# the crash mat workout



## drop bear (Mar 4, 2014)

This one is a bit of fun if you have one of those gymnastics crash mats available.

(I use a 15 kilo plate but you can definitely go bigger)

Start the round holding the plate and jogging on the mat. At the call you get an exercise.

For us it is 
squat jumps.
Split lunges.
Dropping to your knees and getting back up with the plate above your head.
Squat and lift
Side lunges.
Sprints.

Usually about ten exercises per call.

Five minute rounds one minute break. Really good for the core for fitness and for making g you walk funny at the end of it.

Otherwise get an empty keg. Do one minute slamming it into the mat like donkey Kong.
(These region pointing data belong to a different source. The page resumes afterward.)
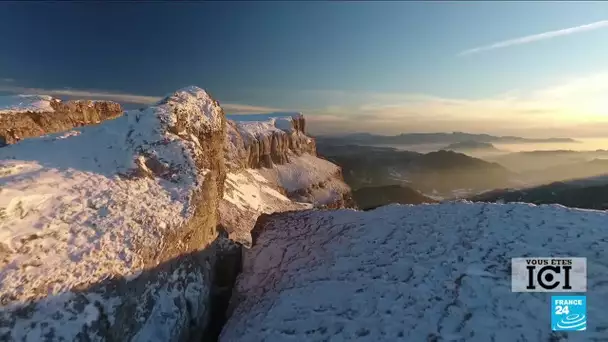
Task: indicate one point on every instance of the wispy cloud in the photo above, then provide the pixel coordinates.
(537, 37)
(233, 108)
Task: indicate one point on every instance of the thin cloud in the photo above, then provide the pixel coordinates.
(233, 108)
(536, 37)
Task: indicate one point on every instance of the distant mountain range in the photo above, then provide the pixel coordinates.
(471, 146)
(431, 138)
(440, 173)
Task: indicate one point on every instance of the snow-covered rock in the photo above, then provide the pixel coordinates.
(273, 167)
(437, 272)
(25, 116)
(103, 229)
(268, 139)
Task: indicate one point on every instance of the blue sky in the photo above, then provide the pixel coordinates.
(386, 67)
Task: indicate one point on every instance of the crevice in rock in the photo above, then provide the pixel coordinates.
(227, 267)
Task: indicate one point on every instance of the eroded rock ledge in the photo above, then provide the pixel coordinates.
(433, 272)
(110, 231)
(26, 116)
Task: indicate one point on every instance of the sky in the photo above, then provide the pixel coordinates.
(534, 69)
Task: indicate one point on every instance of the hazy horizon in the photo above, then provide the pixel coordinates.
(502, 68)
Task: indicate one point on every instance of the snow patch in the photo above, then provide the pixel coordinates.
(301, 172)
(412, 273)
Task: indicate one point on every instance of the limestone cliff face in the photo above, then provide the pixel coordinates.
(277, 144)
(113, 238)
(56, 116)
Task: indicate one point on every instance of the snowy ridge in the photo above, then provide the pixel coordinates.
(254, 126)
(247, 195)
(437, 272)
(78, 207)
(12, 104)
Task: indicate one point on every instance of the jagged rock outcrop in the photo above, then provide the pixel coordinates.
(107, 232)
(273, 167)
(26, 116)
(268, 139)
(433, 272)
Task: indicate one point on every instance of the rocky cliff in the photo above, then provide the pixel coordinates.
(25, 116)
(110, 231)
(435, 272)
(106, 230)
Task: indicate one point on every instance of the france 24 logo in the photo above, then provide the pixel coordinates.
(568, 313)
(549, 274)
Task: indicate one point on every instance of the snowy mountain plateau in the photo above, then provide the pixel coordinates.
(133, 226)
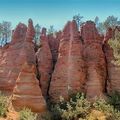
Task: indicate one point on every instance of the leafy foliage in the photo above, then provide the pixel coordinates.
(78, 107)
(114, 99)
(3, 105)
(78, 18)
(27, 114)
(111, 21)
(37, 34)
(5, 32)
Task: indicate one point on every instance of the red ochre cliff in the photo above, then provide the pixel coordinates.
(68, 62)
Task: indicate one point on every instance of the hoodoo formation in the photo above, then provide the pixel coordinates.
(68, 62)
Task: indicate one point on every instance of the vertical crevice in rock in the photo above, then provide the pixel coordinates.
(94, 58)
(44, 59)
(27, 92)
(68, 76)
(107, 76)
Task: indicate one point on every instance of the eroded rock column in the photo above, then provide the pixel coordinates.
(10, 60)
(27, 92)
(95, 60)
(113, 70)
(68, 76)
(44, 58)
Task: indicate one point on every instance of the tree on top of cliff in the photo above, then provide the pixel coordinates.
(115, 45)
(78, 18)
(112, 22)
(5, 32)
(51, 30)
(37, 33)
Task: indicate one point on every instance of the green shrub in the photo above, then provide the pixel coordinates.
(3, 105)
(114, 99)
(27, 114)
(107, 109)
(45, 116)
(78, 107)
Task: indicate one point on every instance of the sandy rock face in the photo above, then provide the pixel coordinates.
(95, 60)
(54, 45)
(27, 92)
(68, 76)
(113, 78)
(44, 58)
(10, 60)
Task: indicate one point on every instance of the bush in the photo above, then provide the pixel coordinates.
(78, 107)
(27, 114)
(107, 109)
(45, 116)
(3, 105)
(114, 99)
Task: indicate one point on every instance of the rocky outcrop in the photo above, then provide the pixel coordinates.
(44, 60)
(27, 92)
(54, 45)
(113, 70)
(95, 60)
(69, 75)
(10, 62)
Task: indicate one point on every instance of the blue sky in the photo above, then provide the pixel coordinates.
(56, 12)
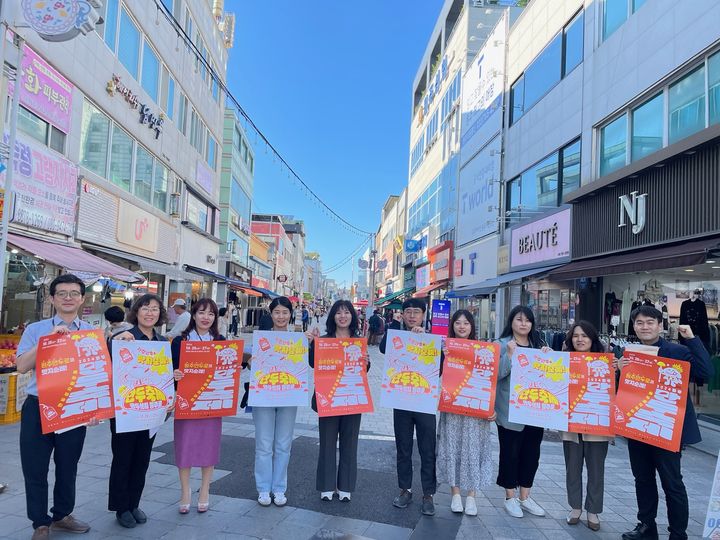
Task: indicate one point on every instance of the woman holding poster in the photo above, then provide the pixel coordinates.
(131, 450)
(519, 444)
(464, 447)
(197, 440)
(592, 449)
(342, 322)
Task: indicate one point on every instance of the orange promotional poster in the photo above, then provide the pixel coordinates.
(209, 387)
(651, 400)
(591, 393)
(341, 385)
(469, 377)
(74, 380)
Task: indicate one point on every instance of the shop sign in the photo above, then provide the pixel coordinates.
(136, 227)
(45, 186)
(547, 239)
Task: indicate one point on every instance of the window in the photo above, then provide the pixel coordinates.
(130, 39)
(573, 36)
(613, 145)
(121, 158)
(151, 71)
(94, 135)
(647, 128)
(687, 105)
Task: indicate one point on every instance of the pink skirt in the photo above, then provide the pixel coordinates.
(197, 442)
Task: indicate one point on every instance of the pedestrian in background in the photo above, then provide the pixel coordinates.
(464, 442)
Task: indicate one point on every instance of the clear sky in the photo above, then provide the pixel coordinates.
(329, 83)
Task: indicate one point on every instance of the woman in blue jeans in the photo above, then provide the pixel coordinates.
(274, 428)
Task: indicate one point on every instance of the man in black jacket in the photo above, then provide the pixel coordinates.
(646, 460)
(407, 422)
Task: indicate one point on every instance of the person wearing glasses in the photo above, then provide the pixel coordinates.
(67, 294)
(131, 450)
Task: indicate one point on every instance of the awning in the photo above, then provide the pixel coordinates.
(674, 256)
(73, 259)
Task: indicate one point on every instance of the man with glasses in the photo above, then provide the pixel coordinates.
(407, 422)
(67, 294)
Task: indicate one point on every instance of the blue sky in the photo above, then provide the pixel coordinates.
(329, 84)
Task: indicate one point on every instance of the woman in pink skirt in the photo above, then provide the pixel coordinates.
(197, 441)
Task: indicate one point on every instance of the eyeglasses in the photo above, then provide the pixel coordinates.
(68, 294)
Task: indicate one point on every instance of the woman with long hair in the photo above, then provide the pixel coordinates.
(464, 446)
(274, 427)
(592, 449)
(197, 440)
(342, 322)
(519, 444)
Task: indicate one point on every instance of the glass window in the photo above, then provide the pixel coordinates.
(121, 158)
(714, 87)
(94, 135)
(573, 44)
(647, 128)
(613, 145)
(687, 105)
(615, 13)
(130, 39)
(151, 71)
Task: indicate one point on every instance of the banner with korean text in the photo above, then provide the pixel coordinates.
(591, 393)
(341, 384)
(211, 378)
(279, 370)
(411, 378)
(143, 385)
(73, 378)
(469, 377)
(651, 400)
(539, 388)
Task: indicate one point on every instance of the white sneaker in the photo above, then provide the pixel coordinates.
(512, 506)
(531, 506)
(470, 507)
(456, 504)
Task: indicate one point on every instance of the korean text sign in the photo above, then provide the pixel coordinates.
(209, 387)
(651, 400)
(143, 384)
(411, 377)
(279, 370)
(341, 384)
(469, 377)
(74, 379)
(539, 388)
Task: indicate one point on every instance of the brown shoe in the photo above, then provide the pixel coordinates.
(41, 533)
(70, 524)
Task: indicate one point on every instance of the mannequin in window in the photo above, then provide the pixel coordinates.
(693, 312)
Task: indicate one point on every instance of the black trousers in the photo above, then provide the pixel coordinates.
(645, 461)
(519, 456)
(329, 475)
(131, 458)
(404, 423)
(35, 451)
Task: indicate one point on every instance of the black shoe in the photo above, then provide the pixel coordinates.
(642, 531)
(139, 515)
(428, 506)
(402, 500)
(126, 519)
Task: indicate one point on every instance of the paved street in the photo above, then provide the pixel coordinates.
(235, 514)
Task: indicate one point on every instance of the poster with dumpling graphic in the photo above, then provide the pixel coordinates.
(411, 376)
(279, 370)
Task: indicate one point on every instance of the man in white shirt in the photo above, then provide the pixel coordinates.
(183, 320)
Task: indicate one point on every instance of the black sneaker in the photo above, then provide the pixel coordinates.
(428, 506)
(402, 500)
(642, 531)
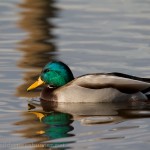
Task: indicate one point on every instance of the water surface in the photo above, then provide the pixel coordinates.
(90, 36)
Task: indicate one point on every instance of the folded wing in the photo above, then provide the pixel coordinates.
(122, 82)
One minute sprawls or burpees on the mat.


----------



## Carol (Mar 5, 2014)

Nice!!  I don't have a crash mat but I do have a peat bog.  I look forward to trying these once the ground is a little less frozen


----------



## ballen0351 (Mar 5, 2014)

Carol said:


> .  I look forward to trying these once the ground is a little less frozen



Nice see that's smart.  my friends parents bought one of the memory foam beds they live in Northern VT.  it was transported in a box truck that's not heated in the back.  Apparently it was loaded the day before and sat in the truck all night and froze solid.  She moved it to her room and did a running dive face first into her rock solid mattress.


----------



## Carol (Mar 5, 2014)

Owwwwch!   I bring my memory foam pillow to the camp site with me.  On cold evenings, before I get in to the tent to bed down....yeah.  Don't want to be doing a face plant.


----------